A Resolução 458 de 2017 do Conselho da Justiça Federal estabelece que o destaque de honorários não implica a emissão de ordens de pagamentos distintas, condicionando este recebimento ao pagamento do principal. Como não podem ser diferenciadas, as ordens de pagamento devem ocorrer conjuntamente, demonstrando clara ilegalidade o entendimento contrário.

 Como existe a preferência no pagamento dos honorários sucumbenciais e contratuais que possuem o reconhecido caráter alimentar, não se pode desconsiderar a preferência dos honorários destacados. Isso causa até mesmo uma quebra no princípio da isonomia, pois o advogado que venceu demanda contra a União e não destacou seus honorários irá receber preferencialmente, porém o colega que venceu a mesma demanda, e utilizou a prerrogativa legal de destacar sua parte, não irá.

A situação é tão teratológica que teremos advogados, dentro de um mesmo processo, que pediram para destacar a sua parte, levando ao juiz o seu contrato e a concordância do cliente, que não irão receber e o outro colega que irá, pois não pediu para separar os valores.
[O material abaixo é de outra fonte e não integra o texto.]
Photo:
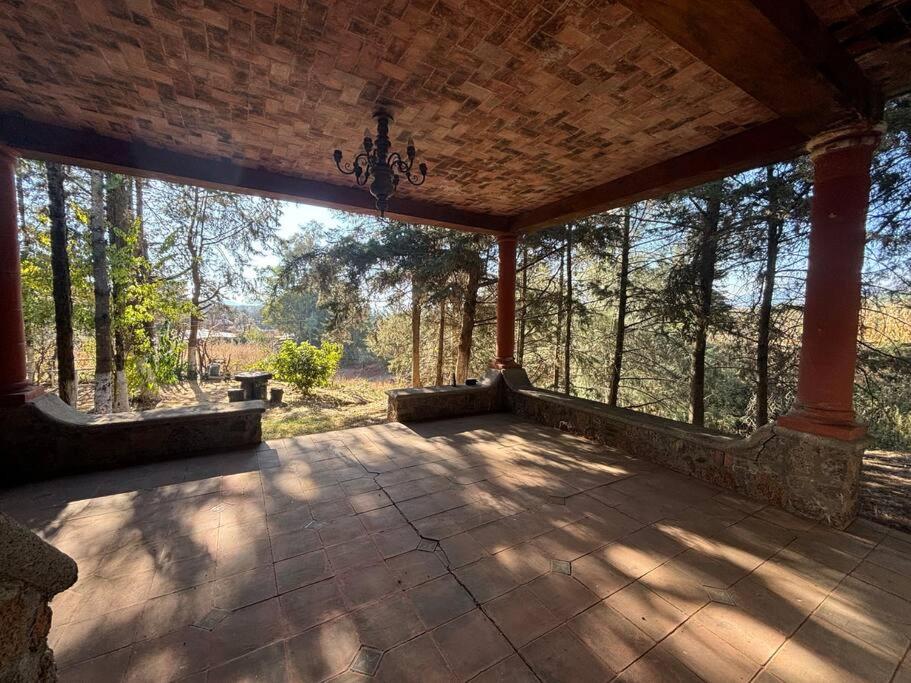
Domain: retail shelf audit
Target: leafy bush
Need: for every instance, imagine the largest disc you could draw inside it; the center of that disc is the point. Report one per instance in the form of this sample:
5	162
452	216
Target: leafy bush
305	366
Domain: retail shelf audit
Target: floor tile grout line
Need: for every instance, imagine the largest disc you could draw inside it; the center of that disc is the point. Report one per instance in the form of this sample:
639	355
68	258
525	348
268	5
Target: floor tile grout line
898	666
450	572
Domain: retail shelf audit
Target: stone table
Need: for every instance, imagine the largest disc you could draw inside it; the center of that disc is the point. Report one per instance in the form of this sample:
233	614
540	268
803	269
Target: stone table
254	384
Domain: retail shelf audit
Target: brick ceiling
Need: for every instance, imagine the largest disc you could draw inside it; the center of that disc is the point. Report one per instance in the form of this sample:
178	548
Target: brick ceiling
512	103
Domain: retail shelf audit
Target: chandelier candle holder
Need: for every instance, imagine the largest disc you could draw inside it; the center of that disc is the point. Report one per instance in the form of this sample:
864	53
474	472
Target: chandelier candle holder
382	169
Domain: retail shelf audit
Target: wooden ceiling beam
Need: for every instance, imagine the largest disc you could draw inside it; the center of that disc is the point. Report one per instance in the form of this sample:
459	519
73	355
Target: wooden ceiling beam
764	144
92	150
777	51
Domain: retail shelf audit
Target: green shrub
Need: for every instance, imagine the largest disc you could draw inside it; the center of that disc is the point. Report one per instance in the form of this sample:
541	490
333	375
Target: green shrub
305	366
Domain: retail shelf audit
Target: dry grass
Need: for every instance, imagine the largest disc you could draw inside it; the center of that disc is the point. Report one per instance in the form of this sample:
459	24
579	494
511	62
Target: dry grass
344	403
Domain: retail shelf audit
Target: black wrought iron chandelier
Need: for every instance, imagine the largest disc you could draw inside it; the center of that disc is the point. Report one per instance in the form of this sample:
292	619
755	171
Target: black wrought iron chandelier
379	167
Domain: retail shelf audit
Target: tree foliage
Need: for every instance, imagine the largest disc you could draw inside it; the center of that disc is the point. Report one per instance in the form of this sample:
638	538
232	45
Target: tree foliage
305	366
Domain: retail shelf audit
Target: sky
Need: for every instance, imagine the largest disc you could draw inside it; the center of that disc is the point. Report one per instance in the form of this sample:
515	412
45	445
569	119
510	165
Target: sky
294	214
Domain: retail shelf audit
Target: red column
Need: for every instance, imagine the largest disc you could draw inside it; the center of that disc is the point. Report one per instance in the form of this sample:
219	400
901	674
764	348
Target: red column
506	302
14	387
841	190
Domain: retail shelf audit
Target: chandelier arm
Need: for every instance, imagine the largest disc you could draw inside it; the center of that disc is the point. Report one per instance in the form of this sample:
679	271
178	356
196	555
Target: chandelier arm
395	160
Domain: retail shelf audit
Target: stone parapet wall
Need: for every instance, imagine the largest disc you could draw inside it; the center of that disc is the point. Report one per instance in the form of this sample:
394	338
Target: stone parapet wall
46	438
812	476
440	403
31	573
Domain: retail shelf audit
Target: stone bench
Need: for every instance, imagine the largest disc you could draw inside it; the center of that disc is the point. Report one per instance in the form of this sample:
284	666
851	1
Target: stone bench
31	573
47	438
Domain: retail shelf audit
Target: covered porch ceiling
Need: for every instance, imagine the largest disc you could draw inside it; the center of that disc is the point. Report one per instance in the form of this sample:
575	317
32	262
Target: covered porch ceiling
527	113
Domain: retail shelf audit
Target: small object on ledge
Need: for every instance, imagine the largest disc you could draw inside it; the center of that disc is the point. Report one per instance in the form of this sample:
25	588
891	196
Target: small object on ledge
254	384
275	396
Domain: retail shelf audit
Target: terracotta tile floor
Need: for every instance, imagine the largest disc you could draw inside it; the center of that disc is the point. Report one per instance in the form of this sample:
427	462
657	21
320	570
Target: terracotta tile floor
485	549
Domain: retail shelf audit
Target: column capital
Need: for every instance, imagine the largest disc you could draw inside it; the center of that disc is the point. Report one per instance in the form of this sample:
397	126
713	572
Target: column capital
863	133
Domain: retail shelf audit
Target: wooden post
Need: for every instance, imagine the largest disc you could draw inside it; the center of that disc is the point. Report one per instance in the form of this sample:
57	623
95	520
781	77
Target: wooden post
825	391
506	302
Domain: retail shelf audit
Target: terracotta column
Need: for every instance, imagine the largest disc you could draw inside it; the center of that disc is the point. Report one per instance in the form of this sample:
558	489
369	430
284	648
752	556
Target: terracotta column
506	302
14	387
841	191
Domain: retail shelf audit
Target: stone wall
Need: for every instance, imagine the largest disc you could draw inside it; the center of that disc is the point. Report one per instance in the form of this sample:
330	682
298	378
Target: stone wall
812	476
31	573
46	438
808	475
440	403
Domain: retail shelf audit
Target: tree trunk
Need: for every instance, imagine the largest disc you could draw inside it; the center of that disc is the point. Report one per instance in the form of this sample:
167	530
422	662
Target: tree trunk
523	310
103	360
617	369
118	209
20	199
143	251
469	309
63	298
441	345
568	335
558	346
708	254
415	336
774	226
193	336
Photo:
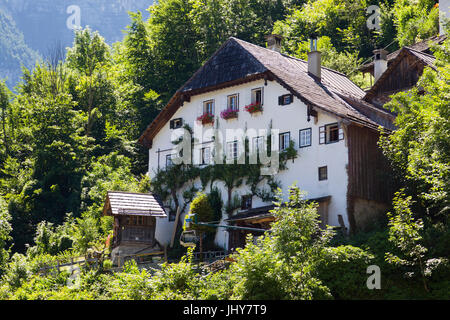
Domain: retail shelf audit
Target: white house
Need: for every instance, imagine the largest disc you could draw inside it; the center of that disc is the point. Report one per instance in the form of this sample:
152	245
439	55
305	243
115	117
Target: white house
333	130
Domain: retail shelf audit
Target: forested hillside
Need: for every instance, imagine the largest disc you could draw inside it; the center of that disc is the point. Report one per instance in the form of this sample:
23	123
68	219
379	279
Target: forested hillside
14	51
69	134
32	28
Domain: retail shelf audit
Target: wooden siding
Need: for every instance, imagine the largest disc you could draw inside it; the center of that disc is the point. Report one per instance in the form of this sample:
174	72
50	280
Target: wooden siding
370	179
368	170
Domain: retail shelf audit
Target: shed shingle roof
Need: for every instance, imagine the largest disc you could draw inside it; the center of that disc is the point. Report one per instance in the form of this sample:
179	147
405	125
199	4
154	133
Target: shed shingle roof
138	204
238	61
426	59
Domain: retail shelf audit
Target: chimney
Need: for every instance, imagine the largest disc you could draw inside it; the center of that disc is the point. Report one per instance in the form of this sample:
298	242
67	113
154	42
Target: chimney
274	42
380	63
314	59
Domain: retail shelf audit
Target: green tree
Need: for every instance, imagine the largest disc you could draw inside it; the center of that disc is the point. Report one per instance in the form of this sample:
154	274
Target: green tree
415	20
419	149
5	230
284	263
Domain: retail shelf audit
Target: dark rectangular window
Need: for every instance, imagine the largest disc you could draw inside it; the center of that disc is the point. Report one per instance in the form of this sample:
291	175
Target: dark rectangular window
257	95
305	138
233	102
285	140
176	123
169	162
232	150
172	215
246	202
285	99
206	156
330	133
323	173
208	107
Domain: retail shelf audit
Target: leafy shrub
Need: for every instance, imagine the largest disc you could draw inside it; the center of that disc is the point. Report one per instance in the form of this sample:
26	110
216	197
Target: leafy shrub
343	271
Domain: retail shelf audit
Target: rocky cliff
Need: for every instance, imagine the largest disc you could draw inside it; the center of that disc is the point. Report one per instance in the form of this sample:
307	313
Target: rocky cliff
43	23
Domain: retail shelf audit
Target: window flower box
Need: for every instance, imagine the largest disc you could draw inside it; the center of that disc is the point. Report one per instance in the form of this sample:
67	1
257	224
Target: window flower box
206	118
254	107
229	114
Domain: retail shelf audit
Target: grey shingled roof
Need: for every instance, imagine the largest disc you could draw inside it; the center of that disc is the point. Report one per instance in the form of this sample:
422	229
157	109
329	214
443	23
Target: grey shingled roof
138	204
422	46
238	61
425	59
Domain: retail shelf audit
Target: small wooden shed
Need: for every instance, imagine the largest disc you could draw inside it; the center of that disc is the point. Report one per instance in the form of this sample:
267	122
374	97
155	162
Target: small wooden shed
134	217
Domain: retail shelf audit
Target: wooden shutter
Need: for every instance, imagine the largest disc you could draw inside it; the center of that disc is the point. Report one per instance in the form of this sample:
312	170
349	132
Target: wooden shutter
322	135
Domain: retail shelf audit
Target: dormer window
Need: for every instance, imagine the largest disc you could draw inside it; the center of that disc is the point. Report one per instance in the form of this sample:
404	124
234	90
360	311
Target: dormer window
285	140
208	107
205	156
257	95
330	133
246	202
176	123
169	161
233	102
285	99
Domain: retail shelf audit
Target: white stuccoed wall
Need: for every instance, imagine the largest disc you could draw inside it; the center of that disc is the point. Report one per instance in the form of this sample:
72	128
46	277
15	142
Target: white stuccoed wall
293	117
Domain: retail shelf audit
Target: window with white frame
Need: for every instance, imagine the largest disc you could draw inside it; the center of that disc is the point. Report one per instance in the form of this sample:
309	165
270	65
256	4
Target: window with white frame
285	140
305	138
205	156
233	102
208	107
246	202
258	144
176	123
257	95
232	150
323	173
331	133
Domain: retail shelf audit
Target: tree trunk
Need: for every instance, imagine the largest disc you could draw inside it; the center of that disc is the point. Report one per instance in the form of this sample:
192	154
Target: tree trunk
201	246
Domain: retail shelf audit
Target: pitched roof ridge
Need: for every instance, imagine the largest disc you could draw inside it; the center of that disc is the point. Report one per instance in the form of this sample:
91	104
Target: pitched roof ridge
420	52
288	56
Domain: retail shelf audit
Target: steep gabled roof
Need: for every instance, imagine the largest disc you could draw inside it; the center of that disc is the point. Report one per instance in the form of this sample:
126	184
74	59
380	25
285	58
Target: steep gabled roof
238	61
423	58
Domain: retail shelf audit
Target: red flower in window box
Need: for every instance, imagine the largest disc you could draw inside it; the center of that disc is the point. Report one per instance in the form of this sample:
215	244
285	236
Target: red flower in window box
206	118
254	107
229	114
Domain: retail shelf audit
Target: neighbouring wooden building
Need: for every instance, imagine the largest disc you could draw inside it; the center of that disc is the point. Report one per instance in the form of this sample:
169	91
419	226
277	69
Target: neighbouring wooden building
135	219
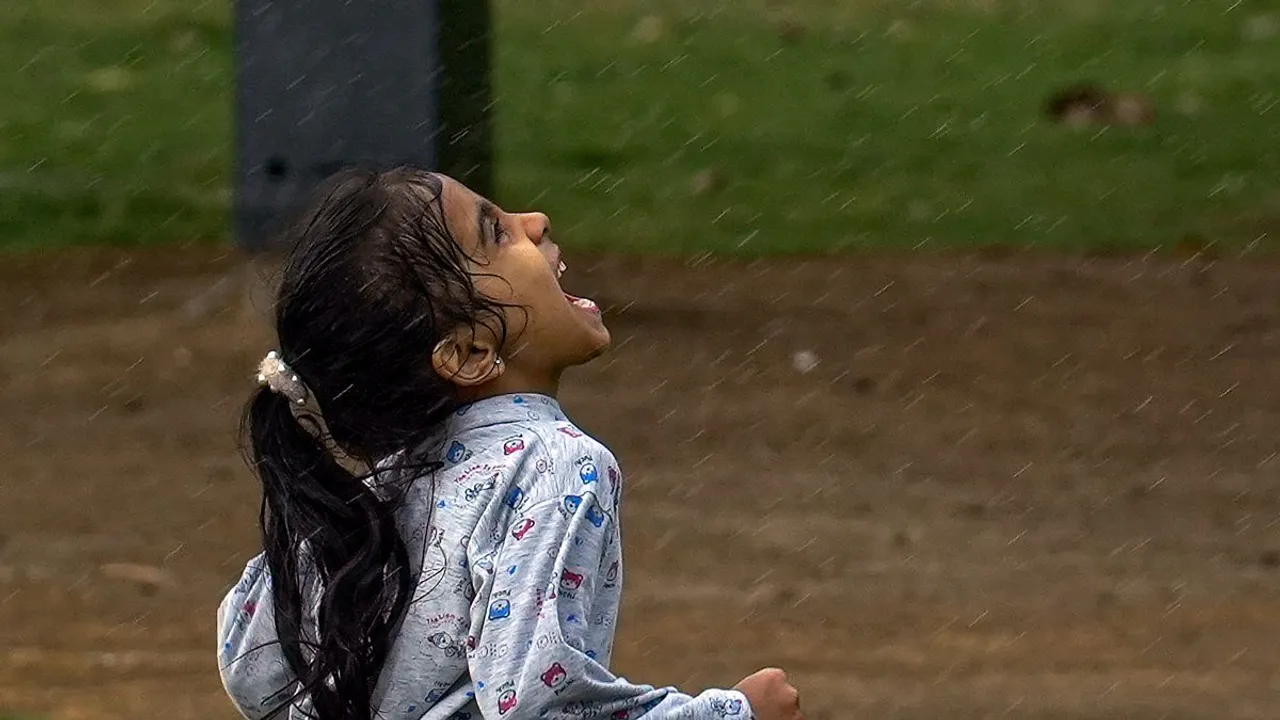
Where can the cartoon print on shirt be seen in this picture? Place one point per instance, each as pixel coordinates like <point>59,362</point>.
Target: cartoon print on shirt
<point>522,528</point>
<point>446,642</point>
<point>433,560</point>
<point>727,707</point>
<point>570,431</point>
<point>457,452</point>
<point>515,499</point>
<point>499,609</point>
<point>586,470</point>
<point>507,701</point>
<point>571,580</point>
<point>571,504</point>
<point>554,675</point>
<point>594,515</point>
<point>476,490</point>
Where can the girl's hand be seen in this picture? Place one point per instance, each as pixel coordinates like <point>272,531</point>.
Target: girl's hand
<point>772,697</point>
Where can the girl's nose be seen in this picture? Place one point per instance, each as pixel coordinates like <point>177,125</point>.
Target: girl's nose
<point>538,227</point>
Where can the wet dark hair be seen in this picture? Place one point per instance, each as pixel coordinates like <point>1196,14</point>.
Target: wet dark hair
<point>374,281</point>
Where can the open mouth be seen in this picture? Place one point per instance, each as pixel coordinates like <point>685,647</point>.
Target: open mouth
<point>580,302</point>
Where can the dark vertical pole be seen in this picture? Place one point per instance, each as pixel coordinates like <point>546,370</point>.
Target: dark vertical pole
<point>327,83</point>
<point>466,92</point>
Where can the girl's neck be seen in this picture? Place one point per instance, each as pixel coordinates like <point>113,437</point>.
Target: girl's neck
<point>513,383</point>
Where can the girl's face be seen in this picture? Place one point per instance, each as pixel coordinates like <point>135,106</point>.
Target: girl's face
<point>516,263</point>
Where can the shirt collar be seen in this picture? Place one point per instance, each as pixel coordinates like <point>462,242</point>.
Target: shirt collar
<point>503,409</point>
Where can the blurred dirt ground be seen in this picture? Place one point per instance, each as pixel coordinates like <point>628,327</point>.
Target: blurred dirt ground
<point>929,486</point>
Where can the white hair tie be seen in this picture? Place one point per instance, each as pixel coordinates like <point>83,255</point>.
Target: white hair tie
<point>275,374</point>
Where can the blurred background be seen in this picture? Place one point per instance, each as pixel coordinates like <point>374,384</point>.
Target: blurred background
<point>946,343</point>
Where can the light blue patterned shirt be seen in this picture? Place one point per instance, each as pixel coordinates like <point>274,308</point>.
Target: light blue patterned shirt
<point>519,568</point>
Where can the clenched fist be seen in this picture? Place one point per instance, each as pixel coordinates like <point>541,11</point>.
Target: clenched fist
<point>772,697</point>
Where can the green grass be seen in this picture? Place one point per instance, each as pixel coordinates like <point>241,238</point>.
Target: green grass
<point>886,123</point>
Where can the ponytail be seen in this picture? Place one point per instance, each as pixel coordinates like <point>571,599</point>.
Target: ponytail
<point>333,547</point>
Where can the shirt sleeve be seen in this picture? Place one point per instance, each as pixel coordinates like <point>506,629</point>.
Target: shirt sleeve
<point>252,668</point>
<point>534,662</point>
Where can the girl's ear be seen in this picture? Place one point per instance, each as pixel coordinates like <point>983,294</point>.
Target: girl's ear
<point>467,359</point>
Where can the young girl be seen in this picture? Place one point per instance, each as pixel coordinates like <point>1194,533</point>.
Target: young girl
<point>475,570</point>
É isso mesmo, dentro do mesmo processo esta situação irá ocorrer.

Os honorários advocatícios destacados são parte integrante do valor devido a cada credor, como estabelecido pela Resolução 670 de 2020 do Conselho da Justiça Federal, não sendo considerado outra espécie de precatório ou crédito acessório do valor principal.

E aqui trazemos para o debate a questão da informalidade e do recolhimento de impostos. Os advogados que destacam seus honorários mostram claramente para a Receita Federal o quanto receberam e recolhem os tributos referentes a este recebimento. Prejudicar quem faz o correto é estimular a informalidade e sonegação de impostos.

Frisamos: a verba a ser paga é a mesma, onde o precatório destacado é parte do precatório total. De forma obrigatória, jurisprudencial, legal, principiológica e conceitual um não se desvincula e acompanha o outro. O precatório principal e o destacado não são frutos diferentes da mesma arvore, e sim o mesmo fruto, onde o destacado é a parte do advogado que foi quem plantou esta arvore e a regou. Nada mais justo que se alimente deste fruto no mesmo momento que seu cliente.

Esperamos que os Tribunais Regionais Federais não adotem tal procedimento, e que o TRF4 revise esta orientação, pois a mesma se mostra evidentemente ilegal, indo contra o Estatuto da OAB, Resoluções do CJF e tema julgado pelo STJ. A preferência de pagamento da verba alimentar deve ser respeitada, pois é fruto de árduo trabalho e é a subsistência do advogado.

*João Badari é advogado especialista em Direito Previdenciário e sócio do escritório Aith, Badari e Luchin Advogados.